# jails and ansible



## Alain De Vos (Aug 25, 2021)

This is rather an open question. 
I have a jail, i have ansible installed.
To which use can , or do you use ansible, to do what, in the jail.
Maybe you have interesting uses.


----------



## sko (Aug 25, 2021)

I once had all of our infrastructure services (e.g. dns slaves, dhcp, radius) set up and managed via ansible.
Each type of service was defined in a playbook, config in git repositories (some with branches for each instance or site if necessary) and e.g. the jail/zone setup boilerplate was defined in other playbooks.
This way the whole installation of a jail or zone for such a service could be performed fully automated. Some jails even ran ansible in pull-configuration (via cron) to automatically pull config updates and e.g. DNS entries and firewall rules got updated upon setup of the new service.

At the time I thought this is a good strategy for disaster-recovery as I could basically spin up all essential services fully automated within a few minutes. OTOH our infrastructure isn't THAT huge and with template jails and configs that reside in git repos anyways, doing it manual won't take that long to justify the overhead and extra time I often had to spend to get/keep this working. Especially because a lot of FreeBSD/Jail/smartOS/zones-related modules had inconsistencies, quirks, bugs or were simply broken and more than once a simple "just add this small thing to the playbook" ended in hour-long bugfixing sessions or even complete rewrites of modules (usually in shell or perl because I absolutely hate Python...)
Plus with basejails and zfs snapshots backups are extremely cheap and simple and just as fast to restore, so my motivation to keep/get this working dwindled more and more...

In theory ansible (or any other orchestration/configuration management system) is really nice to automate and at the same time document everything in your network. If you have a lot of boilerplate stuff on a daily basis going on, this stuff truly shines and will save you a lot of time and prevent errors.
If you have a relatively static network and server landscape, and most servers and service installs are unique, I'd say just install and manage them by hand and put configurations in version control (e.g. git) together with their documentation.
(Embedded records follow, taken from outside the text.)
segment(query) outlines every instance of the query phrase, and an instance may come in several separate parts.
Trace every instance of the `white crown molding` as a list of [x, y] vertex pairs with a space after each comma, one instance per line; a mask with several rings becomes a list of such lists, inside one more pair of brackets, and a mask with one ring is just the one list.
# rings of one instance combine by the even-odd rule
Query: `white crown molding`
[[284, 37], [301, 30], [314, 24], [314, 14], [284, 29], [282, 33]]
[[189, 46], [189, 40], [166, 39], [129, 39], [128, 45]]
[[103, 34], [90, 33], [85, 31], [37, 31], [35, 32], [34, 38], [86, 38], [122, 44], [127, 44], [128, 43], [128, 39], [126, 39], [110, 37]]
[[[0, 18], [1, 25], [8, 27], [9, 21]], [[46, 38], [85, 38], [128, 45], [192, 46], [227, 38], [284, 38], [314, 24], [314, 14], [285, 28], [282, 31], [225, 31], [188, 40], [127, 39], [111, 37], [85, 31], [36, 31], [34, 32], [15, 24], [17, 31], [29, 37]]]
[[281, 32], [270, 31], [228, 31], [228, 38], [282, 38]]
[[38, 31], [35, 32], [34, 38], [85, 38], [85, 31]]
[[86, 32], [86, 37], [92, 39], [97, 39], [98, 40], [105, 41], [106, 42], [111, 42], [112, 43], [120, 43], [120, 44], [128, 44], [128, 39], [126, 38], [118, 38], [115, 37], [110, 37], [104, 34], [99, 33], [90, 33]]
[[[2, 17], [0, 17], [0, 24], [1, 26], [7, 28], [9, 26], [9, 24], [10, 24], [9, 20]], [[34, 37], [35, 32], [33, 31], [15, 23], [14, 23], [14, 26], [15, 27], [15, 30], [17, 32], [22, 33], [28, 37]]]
Even if you have to reinstall some of them once or twice a year, this is still quicker than the hours spent building and maintaining an orchestration system.


----------



## soupbowl (Jan 2, 2022)

sko said:


> OTOH our infrastructure isn't THAT huge and with template jails and configs that reside in git repos anyways, doing it manual won't take that long to justify the overhead and extra time I often had to spend to get/keep this working. Especially because a lot of FreeBSD/Jail/smartOS/zones-related modules had inconsistencies, quirks, bugs or were simply broken and more than once a simple "just add this small thing to the playbook" ended in hour-long bugfixing sessions or even complete rewrites of modules (usually in shell or perl because I absolutely hate Python...)
> Plus with basejails and zfs snapshots backups are extremely cheap and simple and just as fast to restore, so my motivation to keep/get this working dwindled more and more...



I setup my whole environment around ansible, when I actually needed to rebuild things my ansible scripts always needed to be reworked and I would always find
more problems to fix with ansible. I converted everything back to basic shell scripts and using 'Bastille files' and they've been far more stable for me but they also have their own trade offs.

As for what I did with ansible: I run most my services in jails, samba, nginx, matrix synapse chat. I used ansible to automate/document each services setup as well as for making
test enviroments. I still do the same but I use a basic install.sh script for my host system and jails I converted to using bastille for jail automation.


----------



## sko (Jan 3, 2022)

Thanks for reminding me of Bastille!
IIRC I took a short look at it a few years ago when it was in a very early stage and completely forgot about it. This looks really nice now - extremely simple and effective and easy to integrate in/switch to from my current workflow. I think I'll give it a try on one of my jailhosts.